To access AUHPCS researchers, faculty, or staff must meet the following requirements:

  • Have an active AU NetID and a device configured for Duo two factor authentication.
  • Register as a Principal Investigator (PI) using the iLAB “High Performance Computing and Parallel Computing Services Core” page, or be added to an existing project by a registered PI.
  • Complete the required training course(s) for basic Linux competency (if required) and AUHPCS cluster concepts, use, and workflow.

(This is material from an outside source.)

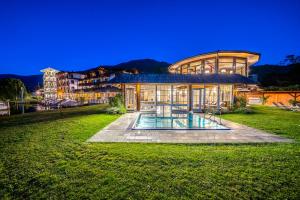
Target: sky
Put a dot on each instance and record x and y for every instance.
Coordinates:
(76, 35)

Once access is granted for approved compute projects adherence to AUHPCS governance policies is a continuing requirement.

 

Get Help

Support

Consultation and assistance with HPC Services from the ITSS Research Technology group can be requested using the standard AU enterprise support services. Requests can be directed to us using the “Research HPC Services” assignment group.

Software Support

HPCS will make every effort to provide some level of support the scientific software installed in the cluster. However due to the open-source origins of many of these software packages, standard support is generally not available in the majority of cases. In these cases support will be a collaborative effort leveraging HPCS staff experience, HPCS staff research, and end user self-support. For purchased software with support HPCS staff will liaise with end users and vendors to support such software. Scientific software that requires funding for licenses and support that the university is not already licensed for will have to be purchased by the requesting department.